The high school athletic department had a well-communicated, standard policy for locker room supervision. All coaching staff demonstrated a sound working knowledge of the locker room supervision policy when deposed. This policy was stated in the coach’s handbook and discussed at the pre-season meetings with the coaching staff. The locker room supervision policy applied by the girls’ basketball coaching staff employed a general supervision technique. This policy required a coach to be in the area, and able to respond immediately if a situation required it. Specific supervision, on the other hand, is typically a hands-on approach. Direct supervision might be required if a deviation from safe practices or procedures had been observed, to provide direct feedback on a one to one basis, or to lend direct assistance when a student was attempting a new or particularly dangerous skill. An established locker room supervision policy was in place for the girls’ basketball team. The coaching staff would supervise the girls after school study hall and escort them to the locker room to get changed before practice. While the girls changed, the coaching staff was in the office located in the locker room, with the door open, so they were able to hear the girls. Additionally, they would provide times of direct supervision of the girls by “popping in and out” to check on them.

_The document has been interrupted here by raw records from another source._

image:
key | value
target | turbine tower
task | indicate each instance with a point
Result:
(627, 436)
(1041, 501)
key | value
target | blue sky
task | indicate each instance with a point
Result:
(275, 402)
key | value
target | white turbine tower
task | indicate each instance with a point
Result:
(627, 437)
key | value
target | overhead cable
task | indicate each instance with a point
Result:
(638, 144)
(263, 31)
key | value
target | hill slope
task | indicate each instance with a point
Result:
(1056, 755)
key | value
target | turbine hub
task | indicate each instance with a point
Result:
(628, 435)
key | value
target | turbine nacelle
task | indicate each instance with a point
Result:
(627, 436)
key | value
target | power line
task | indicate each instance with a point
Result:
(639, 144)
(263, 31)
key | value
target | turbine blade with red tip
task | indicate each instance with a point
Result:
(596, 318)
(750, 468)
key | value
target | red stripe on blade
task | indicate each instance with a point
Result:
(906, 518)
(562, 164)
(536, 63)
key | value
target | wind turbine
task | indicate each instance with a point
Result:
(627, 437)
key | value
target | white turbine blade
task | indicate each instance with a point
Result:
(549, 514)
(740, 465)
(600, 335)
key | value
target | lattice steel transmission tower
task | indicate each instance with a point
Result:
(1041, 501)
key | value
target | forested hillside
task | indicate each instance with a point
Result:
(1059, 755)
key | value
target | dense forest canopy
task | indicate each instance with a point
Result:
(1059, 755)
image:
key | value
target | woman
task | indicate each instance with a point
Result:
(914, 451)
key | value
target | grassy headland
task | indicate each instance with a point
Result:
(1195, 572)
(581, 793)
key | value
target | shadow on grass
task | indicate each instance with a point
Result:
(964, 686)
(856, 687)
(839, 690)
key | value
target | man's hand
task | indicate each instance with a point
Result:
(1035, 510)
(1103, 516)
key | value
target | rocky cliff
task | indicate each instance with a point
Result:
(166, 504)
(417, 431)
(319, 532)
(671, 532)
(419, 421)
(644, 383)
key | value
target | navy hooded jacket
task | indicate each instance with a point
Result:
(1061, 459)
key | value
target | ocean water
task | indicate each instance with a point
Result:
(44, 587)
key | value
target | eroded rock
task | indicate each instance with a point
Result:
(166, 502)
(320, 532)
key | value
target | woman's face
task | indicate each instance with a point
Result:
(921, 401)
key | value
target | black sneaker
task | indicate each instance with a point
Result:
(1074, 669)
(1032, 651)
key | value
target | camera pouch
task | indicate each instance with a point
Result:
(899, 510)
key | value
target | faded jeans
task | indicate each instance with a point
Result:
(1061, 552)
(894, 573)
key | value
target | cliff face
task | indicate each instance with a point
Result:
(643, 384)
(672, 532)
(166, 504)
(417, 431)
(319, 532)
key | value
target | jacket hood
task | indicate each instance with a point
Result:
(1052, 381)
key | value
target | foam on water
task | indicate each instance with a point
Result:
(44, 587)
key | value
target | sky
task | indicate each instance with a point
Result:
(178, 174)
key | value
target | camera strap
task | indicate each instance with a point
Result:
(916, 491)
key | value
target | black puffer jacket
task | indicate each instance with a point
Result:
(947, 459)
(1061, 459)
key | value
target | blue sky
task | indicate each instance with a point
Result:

Opinion: Upon review of the locker room supervision policy, it was determined to be consistent with several schools’ locker room supervision policies. The plan was well-communicated in the coach’s handbook and at pre-season coach’s meetings. Providing indirect supervision of the locker room as the girls changed is sufficient. The coaching staff was in the office, with the door open, which allowed them to hear and respond appropriately to any problems. When needed, the coaches did demonstrate times of active direct supervision when they were in the locker room checking on the girls. There are some who advocate stationing a coach in the locker room to provide direct supervision. A locker room is not an inherently dangerous environment. Additionally, it is an invasion of the student’s privacy and could be misinterpreted as having sexual overtones. Finally, a locker room monitor would not be able to respond to and prevent all accidents. As was the case with the situation described here, these accidents often happen in the blink of an eye. The plaintiff sustained an unfortunate injury resulting from a unique set of circumstances. Although locker room supervision has proven to be a consistently challenging activity for many, many years, the reality is that despite adequate supervision and the best efforts of coaches to provide a safe environment, injuries do occur.